Дао подорожника (Андреев) - страница 81

А потом картина меняется, потому что мир вообще изменчив, и каждое чудесное сочетание – редкость, иначе они не были бы чудесными. Но ты по глупости винишь либо себя самого, впавшего в ступор от смены декораций, либо ту женщину, которая вышла из кадра и оказалась не такой.
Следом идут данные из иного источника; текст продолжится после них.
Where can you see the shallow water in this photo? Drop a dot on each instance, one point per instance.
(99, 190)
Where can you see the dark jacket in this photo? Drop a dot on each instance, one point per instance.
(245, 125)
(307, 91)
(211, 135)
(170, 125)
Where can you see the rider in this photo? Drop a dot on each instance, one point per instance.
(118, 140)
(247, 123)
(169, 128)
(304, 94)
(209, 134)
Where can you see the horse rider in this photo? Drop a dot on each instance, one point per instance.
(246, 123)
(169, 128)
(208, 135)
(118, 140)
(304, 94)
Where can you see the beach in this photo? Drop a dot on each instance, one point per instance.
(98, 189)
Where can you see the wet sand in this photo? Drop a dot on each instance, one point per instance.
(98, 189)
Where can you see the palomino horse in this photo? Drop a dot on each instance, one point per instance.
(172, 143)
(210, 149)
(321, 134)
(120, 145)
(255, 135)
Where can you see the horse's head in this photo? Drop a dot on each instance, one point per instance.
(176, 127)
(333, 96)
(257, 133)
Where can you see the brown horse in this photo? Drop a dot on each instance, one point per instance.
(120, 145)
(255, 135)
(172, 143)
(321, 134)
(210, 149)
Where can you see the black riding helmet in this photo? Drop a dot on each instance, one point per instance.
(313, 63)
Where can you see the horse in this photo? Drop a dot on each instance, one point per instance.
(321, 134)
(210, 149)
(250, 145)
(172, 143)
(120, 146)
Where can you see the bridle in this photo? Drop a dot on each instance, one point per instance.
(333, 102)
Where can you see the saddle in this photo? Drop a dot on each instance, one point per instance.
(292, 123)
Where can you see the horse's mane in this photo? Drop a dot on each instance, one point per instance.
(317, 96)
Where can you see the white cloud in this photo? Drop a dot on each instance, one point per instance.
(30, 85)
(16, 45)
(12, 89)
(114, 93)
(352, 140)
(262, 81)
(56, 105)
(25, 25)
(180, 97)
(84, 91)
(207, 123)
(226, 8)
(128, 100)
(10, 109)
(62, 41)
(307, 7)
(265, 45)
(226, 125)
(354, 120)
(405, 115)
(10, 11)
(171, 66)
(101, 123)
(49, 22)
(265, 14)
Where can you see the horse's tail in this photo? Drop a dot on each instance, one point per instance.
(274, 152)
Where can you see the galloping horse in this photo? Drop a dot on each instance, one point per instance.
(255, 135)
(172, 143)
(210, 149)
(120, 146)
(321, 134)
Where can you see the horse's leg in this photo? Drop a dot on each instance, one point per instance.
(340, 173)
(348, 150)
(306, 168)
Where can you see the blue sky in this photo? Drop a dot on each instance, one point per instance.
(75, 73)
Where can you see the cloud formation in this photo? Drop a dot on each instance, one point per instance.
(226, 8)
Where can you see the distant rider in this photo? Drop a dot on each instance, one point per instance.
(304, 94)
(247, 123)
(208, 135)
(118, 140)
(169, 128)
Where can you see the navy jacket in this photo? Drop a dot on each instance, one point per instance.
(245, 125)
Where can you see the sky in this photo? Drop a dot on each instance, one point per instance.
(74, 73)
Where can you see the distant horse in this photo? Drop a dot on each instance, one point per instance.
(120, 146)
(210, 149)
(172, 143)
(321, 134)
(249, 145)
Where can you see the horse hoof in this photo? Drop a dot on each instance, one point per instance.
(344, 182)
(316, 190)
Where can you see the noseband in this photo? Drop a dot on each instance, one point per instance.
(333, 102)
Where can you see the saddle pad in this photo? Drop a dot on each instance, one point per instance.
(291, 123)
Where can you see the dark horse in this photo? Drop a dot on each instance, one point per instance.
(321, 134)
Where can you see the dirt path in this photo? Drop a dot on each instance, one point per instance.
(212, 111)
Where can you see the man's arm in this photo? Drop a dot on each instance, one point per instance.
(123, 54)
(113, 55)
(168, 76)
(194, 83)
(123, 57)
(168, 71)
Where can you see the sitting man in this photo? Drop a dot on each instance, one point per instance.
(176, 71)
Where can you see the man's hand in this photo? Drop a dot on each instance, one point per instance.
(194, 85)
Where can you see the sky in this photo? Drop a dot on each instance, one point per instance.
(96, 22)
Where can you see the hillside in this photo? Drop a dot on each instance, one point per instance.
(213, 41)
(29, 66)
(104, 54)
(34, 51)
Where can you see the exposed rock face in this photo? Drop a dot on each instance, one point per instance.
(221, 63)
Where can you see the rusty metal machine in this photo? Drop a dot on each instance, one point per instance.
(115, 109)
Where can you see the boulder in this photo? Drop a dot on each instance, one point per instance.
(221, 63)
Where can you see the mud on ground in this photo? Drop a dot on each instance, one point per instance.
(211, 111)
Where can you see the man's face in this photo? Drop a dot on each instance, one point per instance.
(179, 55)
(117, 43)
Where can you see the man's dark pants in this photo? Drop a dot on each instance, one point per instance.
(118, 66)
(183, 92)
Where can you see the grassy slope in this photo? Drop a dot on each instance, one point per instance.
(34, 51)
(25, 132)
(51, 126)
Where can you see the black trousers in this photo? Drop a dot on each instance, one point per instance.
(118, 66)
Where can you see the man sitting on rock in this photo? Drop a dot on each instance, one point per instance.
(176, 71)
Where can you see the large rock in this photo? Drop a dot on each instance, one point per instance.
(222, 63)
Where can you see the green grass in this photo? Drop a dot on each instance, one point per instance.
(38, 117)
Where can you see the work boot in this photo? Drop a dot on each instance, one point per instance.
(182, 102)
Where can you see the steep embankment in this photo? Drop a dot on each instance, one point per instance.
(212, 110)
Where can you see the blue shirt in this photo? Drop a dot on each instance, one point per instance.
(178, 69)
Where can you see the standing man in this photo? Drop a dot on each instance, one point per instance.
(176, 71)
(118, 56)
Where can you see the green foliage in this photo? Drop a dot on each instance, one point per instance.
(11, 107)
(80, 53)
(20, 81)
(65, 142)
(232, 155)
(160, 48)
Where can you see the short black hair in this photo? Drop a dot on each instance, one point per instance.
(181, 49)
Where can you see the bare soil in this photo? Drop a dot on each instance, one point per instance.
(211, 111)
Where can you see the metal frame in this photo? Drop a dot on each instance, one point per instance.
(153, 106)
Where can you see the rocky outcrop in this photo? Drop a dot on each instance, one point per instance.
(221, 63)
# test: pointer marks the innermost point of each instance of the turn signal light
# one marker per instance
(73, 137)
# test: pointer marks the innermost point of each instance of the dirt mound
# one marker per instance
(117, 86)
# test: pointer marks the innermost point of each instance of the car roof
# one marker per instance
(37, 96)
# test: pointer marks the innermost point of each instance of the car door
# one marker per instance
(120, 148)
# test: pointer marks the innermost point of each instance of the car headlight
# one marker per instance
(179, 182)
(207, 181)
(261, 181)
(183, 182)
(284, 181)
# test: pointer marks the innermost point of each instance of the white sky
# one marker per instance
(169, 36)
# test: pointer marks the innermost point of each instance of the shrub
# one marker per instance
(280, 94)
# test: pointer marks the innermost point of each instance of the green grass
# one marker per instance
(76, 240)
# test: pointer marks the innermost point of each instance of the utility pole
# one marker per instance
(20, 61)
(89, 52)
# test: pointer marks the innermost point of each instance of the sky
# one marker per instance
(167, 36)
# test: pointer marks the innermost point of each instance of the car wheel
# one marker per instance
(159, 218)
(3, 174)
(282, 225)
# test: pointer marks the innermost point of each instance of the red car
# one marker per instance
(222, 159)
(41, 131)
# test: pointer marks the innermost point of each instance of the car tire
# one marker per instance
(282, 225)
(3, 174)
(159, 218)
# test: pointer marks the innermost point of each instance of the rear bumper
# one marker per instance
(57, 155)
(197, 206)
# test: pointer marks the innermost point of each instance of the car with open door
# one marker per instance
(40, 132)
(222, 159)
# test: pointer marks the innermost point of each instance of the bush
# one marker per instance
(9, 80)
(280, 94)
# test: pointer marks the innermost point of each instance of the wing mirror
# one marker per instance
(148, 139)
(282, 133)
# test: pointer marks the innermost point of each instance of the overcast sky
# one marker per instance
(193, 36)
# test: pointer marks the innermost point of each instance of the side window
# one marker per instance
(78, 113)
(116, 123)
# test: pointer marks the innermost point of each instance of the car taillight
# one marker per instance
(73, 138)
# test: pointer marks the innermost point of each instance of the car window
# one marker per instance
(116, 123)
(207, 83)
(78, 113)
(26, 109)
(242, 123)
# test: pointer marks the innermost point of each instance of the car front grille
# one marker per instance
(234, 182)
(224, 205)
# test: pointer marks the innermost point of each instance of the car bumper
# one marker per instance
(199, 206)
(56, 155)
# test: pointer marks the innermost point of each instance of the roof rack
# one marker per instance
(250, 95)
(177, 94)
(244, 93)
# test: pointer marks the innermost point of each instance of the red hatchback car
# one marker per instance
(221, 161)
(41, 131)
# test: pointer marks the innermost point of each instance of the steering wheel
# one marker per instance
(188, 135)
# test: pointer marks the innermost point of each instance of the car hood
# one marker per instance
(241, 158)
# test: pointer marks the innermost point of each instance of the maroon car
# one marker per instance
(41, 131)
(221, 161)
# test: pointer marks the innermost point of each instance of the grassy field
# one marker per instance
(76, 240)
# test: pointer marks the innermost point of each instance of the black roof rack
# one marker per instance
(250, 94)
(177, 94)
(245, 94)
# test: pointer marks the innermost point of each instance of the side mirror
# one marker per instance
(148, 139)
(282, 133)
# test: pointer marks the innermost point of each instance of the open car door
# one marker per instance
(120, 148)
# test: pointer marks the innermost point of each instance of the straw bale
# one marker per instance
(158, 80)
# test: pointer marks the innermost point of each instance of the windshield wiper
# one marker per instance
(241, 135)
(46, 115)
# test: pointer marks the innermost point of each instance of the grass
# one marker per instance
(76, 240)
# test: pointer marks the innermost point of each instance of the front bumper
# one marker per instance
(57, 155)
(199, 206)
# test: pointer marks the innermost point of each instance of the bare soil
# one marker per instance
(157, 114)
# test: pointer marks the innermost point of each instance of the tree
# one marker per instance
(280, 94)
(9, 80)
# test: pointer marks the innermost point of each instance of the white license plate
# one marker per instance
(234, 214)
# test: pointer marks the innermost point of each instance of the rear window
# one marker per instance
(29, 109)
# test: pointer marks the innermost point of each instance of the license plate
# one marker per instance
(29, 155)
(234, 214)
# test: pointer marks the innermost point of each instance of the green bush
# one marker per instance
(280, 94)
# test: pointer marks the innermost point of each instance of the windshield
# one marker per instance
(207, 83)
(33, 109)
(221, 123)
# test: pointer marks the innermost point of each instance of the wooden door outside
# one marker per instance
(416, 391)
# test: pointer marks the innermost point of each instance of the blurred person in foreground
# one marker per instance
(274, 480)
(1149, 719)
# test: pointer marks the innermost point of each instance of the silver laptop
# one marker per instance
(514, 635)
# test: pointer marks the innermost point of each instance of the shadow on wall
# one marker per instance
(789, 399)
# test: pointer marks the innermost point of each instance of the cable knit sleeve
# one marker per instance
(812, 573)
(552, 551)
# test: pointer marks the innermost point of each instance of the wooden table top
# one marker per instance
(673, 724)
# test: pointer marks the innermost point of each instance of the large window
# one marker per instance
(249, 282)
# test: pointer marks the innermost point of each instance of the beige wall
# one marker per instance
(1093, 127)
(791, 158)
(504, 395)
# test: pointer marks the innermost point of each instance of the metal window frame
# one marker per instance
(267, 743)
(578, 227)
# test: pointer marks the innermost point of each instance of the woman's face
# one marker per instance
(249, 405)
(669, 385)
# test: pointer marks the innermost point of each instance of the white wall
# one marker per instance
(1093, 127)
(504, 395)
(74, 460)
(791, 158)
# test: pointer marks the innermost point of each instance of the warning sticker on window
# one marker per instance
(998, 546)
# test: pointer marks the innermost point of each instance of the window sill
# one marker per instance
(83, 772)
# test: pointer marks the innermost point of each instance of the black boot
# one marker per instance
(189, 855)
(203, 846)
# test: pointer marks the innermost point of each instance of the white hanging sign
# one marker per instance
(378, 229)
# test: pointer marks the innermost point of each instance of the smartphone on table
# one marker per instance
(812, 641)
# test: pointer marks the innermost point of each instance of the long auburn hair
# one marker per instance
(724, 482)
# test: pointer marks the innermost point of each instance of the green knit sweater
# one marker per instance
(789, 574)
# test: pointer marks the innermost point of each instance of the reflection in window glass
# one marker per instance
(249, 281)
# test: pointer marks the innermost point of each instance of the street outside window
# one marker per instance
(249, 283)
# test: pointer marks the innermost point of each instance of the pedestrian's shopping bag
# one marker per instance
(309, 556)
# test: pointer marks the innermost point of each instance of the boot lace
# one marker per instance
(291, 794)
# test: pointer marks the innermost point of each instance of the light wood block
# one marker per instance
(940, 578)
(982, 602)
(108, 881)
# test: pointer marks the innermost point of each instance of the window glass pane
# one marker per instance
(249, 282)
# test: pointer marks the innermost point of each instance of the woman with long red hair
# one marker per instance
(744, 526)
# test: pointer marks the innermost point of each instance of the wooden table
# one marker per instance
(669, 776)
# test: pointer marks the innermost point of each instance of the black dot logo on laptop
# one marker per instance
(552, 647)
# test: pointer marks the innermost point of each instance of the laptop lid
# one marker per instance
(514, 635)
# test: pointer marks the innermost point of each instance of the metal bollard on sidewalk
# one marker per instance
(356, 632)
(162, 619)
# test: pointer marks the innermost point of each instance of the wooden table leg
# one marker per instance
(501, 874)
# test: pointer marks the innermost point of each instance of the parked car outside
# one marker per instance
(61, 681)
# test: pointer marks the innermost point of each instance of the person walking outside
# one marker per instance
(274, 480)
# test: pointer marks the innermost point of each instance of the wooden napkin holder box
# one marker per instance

Если бы я прочитал «Под сенью девушек в цвету» в свои восемнадцать, то встретив через год Юльку, сразу понял бы, что её картина – крыши многоэтажек и рок-концерты, чёрные перчатки и сиреневая шляпа, жёлтое такси и стеклянное кафе – и сюда не клеится крымский пейзаж с походно-хипповской романтикой, куда я тащил её, не замечая, что на снимке с моими приятелями-бродягами она уже смотрит в сторону. Точно так же и моя другая, морская любовь, готовая колесить по свету без особых жилищных условий, но со всеми радостями живой природы, совершенно не вписывалась в огни большого города, и я не знал, о чём говорить с ней на этих кухнях, где со всех сторон стены, на этих улицах, по которым несутся нескончаемые машины и нужно всё делать быстрей и хитрей, либо не делать вообще.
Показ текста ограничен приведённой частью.